A couple of months ago, an ambitious wind blew a small branch onto our roof. It was too small to do damage and I figured another wind would move it to the ground where I could catch it and move it to a brushpile. The stick has resisted all the efforts of the winds to relocate it. It’s a sticky stick. What do you call a boomerang that doesn’t come back? A stick.
I enjoyed poutine in a cafe in Alberta. Poutine is French fries and cheese curds smothered in gravy. It was a delicious cardiac event on a plate. I made it a healthy meal by declining a Nanaimo bar, which is layers of chocolate, coconut and nuts glued together by a creamy yellow custard.

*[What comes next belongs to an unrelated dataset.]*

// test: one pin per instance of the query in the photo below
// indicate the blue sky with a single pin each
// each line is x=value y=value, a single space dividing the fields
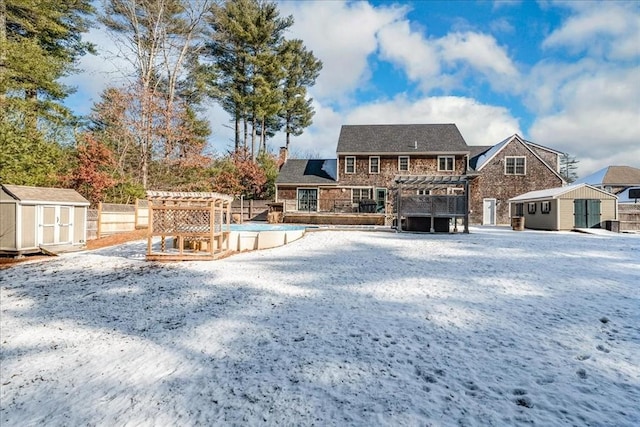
x=562 y=74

I’ve been ringing the bells for the Salvation Army. I donated my earmuffs or ear warmers to the Salvation Army. I had hoped my ears would be rejoicing in the warmth the ear covers would provide, but they were too small for my fat head. They were in pristine condition, worn only once, and I’m certain another will have toasty ears thanks to them. The only thing they did for me was to keep me from hearing the bark of trees.
A lifetime of recollections
I need to learn how to use chopsticks. I thought I was taking chop class in school, but it turned out to be shop class, involving woodwork and metalwork.
A Chihuahua was my dog. He was loving, faithful and small. I encountered a fellow one day who looked at my canine companion and asked, “How small will he get?”
I love ice cream cones in the cold of winter because the ice cream doesn’t melt.
Pets fill the awkward pauses.
Procrastinators don’t live longer.
Bad jokes department
Before the crowbar was invented, crows drank at home.
What should I do when I come to a spork in the road?
World champion tongue twister is arrested and given a tough sentence.
In Star Wars XV, Luke needs a walker.
I want to notice everything. If you notice you aren’t noticing everything, is that noticing everything? I digress. Bodies of water become leaf soup in the fall. I miss seeing the NASCAR birds, turkey vultures, flying in circles. In Roman mythology, Romulus and Remus, twin sons of a princess and the god Mars, are the founders of Rome. The brothers quarreled over the location of their new city. Romulus wished to start the city on Palatine Hill, while Remus wanted to put it on Aventine Hill. To settle their disagreement, they agreed to consult augury, a type of prophecy in which birds are observed and examined to determine which twin the gods favored. Each brother prepared a sacred space on his respective hill and watched for birds. Remus saw six vultures, while Romulus saw 12 and began to dig trenches and build walls for the new city on Palatine Hill.
I’m looking for a Christmas hawk. That’s what I called the handsome rough-legged hawk when I was a lad. It’s an Arctic breeder in Alaska and northern Canada and comes south to places like Minnesota and Iowa in the fall/winter. “Rough-legged” refers to feathered legs, which provide warmth. It, the ferruginous hawk and the golden eagle are the only American raptors to have legs feathered to the toes. Roughlegs perch on thinner branches than red-tailed hawks do and hover while hunting, with lemmings being the favorite prey in their breeding range. They’re feeding on voles and mice here. Roughlegs come in light or dark morphs. Studies show dark raptors hunt more successfully during cloudy days and light-colored hawks flourish when the sky is bright. I watched a northern harrier, once called a marsh hawk, skimming low over an open field as it hunted; propelled on languid wingbeats with wings raised in a dihedral when gliding. It forages in a teetering side-to-side flight. A female harrier’s plumage is dark brown above and buff below. The male is pale gray above and white below.
Be kind to everyone. You never know who might not be here next year.